True, none of these projects has been requested by their respective agencies in the executive branch. But Mr. Young told Mr. Daniels that lawmakers who secretly insert these earmarked items into spending bills "know the needs of their districts better than civil servants working in Washington."
The administration came charging into office last year determined to reduce the rise in annual federal spending, running about 8 percent a year, to 4 percent. It made some progress in certain areas, but the spending floodgates were opened again when the terrorists struck. Pentagon and homeland defense spending surged, among other related and unrelated programs. The economic slump slashed tax revenues, and the deficits reappeared.
Spending will probably grow by 8 percent or more this year and at least that in the 2003 fiscal year, unless the administration can block or slow down Congress' election-year vote-buying spree.
Lawmakers are not solely to blame.
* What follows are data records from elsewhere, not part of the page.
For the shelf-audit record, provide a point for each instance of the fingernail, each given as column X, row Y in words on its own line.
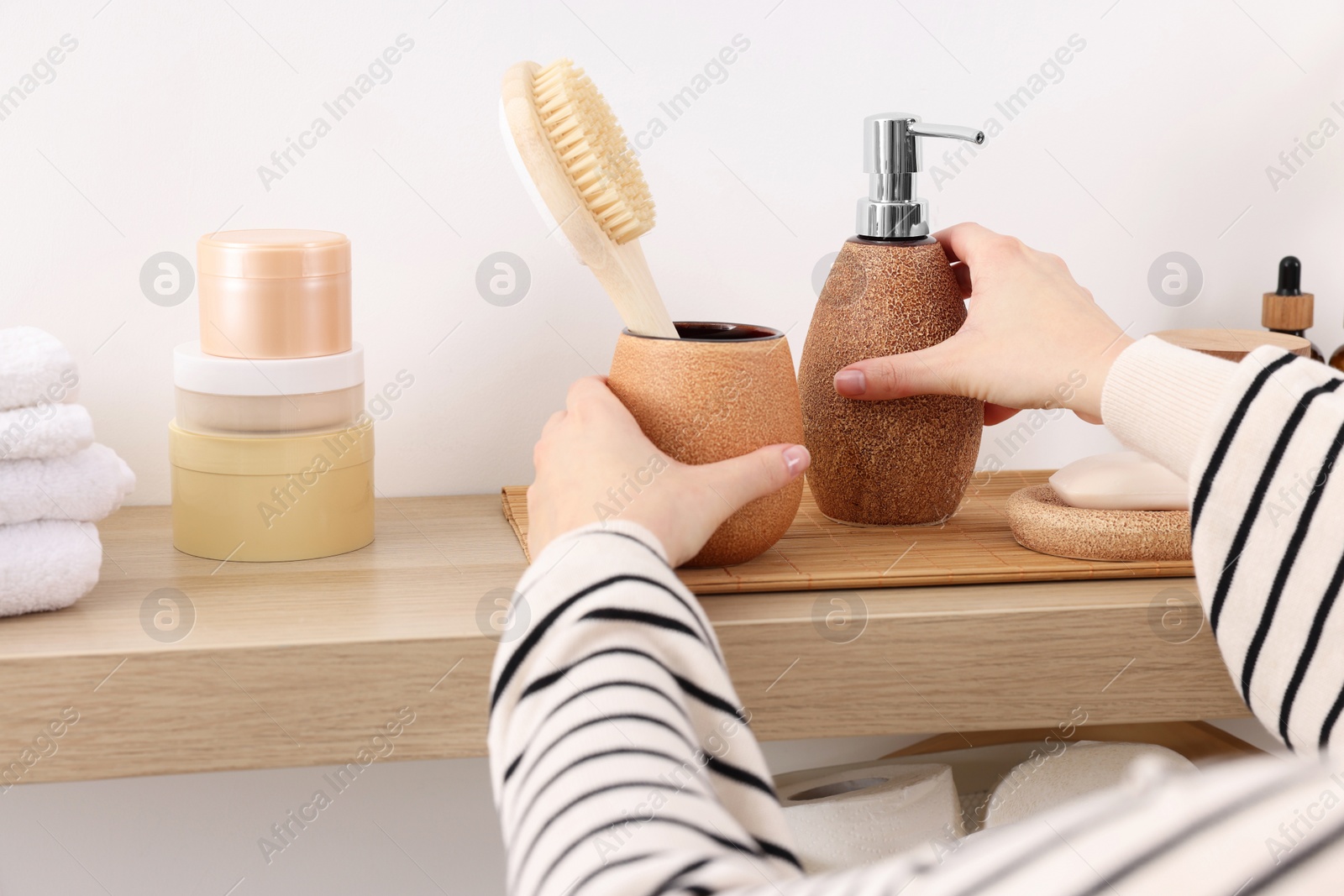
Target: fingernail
column 851, row 383
column 796, row 458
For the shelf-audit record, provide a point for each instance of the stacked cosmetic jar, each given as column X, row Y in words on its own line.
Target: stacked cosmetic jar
column 272, row 450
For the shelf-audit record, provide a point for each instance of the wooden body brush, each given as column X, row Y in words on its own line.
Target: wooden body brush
column 575, row 152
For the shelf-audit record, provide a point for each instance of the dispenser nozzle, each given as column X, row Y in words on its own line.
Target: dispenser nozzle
column 891, row 157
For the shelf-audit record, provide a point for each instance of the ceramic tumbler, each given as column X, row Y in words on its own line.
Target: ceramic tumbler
column 721, row 391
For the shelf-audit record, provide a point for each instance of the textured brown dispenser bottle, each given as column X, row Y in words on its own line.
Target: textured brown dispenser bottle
column 890, row 291
column 900, row 463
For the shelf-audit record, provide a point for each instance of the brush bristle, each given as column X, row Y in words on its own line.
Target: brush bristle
column 591, row 147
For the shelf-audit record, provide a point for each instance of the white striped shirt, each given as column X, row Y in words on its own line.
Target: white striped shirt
column 622, row 762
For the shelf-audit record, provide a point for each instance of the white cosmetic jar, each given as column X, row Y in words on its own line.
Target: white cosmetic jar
column 266, row 396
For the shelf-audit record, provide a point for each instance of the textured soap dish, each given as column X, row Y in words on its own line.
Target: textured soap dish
column 1043, row 523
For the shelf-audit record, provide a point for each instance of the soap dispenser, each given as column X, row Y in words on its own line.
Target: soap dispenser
column 890, row 289
column 1288, row 309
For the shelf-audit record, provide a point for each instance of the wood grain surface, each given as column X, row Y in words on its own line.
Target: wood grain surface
column 300, row 664
column 974, row 546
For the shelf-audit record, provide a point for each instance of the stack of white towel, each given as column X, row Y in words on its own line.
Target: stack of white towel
column 55, row 483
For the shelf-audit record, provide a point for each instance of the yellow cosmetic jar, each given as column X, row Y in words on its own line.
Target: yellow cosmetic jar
column 272, row 499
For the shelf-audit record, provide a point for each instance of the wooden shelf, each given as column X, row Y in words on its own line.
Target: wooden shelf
column 299, row 664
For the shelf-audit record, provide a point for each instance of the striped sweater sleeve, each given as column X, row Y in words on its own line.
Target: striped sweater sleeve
column 1258, row 443
column 622, row 762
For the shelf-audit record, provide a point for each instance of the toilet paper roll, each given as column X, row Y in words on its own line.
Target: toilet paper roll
column 848, row 815
column 1081, row 768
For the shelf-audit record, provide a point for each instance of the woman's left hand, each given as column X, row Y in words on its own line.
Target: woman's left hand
column 593, row 464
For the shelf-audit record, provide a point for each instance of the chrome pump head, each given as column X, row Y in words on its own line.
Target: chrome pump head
column 891, row 157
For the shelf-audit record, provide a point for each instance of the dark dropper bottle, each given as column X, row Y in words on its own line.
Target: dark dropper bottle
column 1288, row 309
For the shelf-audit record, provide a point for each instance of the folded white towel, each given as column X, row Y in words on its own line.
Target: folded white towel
column 45, row 430
column 34, row 365
column 85, row 486
column 47, row 564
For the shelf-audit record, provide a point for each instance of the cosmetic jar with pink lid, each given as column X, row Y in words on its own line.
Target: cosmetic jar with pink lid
column 275, row 293
column 266, row 396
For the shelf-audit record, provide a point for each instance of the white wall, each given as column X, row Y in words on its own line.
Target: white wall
column 1155, row 139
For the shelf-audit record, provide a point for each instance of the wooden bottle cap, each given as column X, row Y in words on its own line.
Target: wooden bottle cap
column 1287, row 312
column 1234, row 344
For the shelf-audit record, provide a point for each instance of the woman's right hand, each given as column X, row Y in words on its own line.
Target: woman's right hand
column 1034, row 338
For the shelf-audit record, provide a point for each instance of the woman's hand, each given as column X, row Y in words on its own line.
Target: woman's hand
column 1034, row 338
column 593, row 464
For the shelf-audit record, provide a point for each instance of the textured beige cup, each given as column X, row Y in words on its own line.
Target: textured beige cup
column 719, row 391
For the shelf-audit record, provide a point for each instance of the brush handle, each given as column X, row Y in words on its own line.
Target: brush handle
column 620, row 268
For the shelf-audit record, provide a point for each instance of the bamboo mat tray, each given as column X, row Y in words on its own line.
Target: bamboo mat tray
column 974, row 546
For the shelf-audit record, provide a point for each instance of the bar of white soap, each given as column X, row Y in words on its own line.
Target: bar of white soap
column 1120, row 481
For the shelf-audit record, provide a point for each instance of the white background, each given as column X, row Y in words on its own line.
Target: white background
column 1155, row 139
Special interests, states and localities pay fat-cat lobbying firms hefty fees to get pet projects inserted into money bills. Mr. Utt notes that a typical lobbying firm boasts on its Web site that "more than half our firm's work is comprised of this activity, and our track record is strong."
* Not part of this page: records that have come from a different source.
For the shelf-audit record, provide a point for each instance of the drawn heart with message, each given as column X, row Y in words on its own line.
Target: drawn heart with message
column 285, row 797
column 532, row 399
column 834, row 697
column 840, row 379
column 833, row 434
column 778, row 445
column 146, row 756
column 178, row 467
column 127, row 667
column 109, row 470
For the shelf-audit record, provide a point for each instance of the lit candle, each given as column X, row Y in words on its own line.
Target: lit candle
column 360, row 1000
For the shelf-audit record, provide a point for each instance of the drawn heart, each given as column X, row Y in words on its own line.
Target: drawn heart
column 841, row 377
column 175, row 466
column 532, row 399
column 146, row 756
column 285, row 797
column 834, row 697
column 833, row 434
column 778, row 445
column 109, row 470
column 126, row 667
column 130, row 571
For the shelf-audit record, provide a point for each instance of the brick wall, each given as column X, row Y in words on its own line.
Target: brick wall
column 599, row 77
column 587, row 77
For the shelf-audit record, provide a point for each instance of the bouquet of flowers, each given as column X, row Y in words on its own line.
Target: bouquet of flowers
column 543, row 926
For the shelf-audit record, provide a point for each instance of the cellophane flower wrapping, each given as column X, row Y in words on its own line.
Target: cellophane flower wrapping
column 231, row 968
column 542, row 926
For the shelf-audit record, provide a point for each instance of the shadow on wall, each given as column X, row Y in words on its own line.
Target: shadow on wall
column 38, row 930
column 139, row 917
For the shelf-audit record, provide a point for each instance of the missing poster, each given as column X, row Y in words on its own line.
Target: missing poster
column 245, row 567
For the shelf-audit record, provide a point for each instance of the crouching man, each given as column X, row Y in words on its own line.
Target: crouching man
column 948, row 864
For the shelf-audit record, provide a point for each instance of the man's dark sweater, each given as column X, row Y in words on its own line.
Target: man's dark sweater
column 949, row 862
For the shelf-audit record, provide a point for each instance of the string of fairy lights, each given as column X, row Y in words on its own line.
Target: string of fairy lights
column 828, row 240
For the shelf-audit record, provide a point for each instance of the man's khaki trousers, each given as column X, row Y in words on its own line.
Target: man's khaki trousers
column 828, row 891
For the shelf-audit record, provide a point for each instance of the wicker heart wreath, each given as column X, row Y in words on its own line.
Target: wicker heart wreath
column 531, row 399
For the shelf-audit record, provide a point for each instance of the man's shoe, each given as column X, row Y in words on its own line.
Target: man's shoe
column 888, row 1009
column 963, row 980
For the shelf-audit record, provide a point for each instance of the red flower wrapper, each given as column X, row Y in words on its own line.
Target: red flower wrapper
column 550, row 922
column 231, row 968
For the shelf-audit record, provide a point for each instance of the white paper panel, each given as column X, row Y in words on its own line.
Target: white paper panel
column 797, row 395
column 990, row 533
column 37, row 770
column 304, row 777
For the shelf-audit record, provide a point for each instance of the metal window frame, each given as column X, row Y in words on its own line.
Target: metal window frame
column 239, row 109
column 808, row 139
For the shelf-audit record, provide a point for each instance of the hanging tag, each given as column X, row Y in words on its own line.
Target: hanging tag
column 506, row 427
With the nation at war and with so many other pressing priorities, not to mention the deficits, someone needs to tell the spenders that this is no time for business as usual. Mr. Daniels predicts the president will veto the first pork-stuffed appropriations bill that reaches his desk. Maybe that's when Congress will get the message.

Donald Lambro is chief political correspondent for The Washington Times and a nationally syndicated columnist.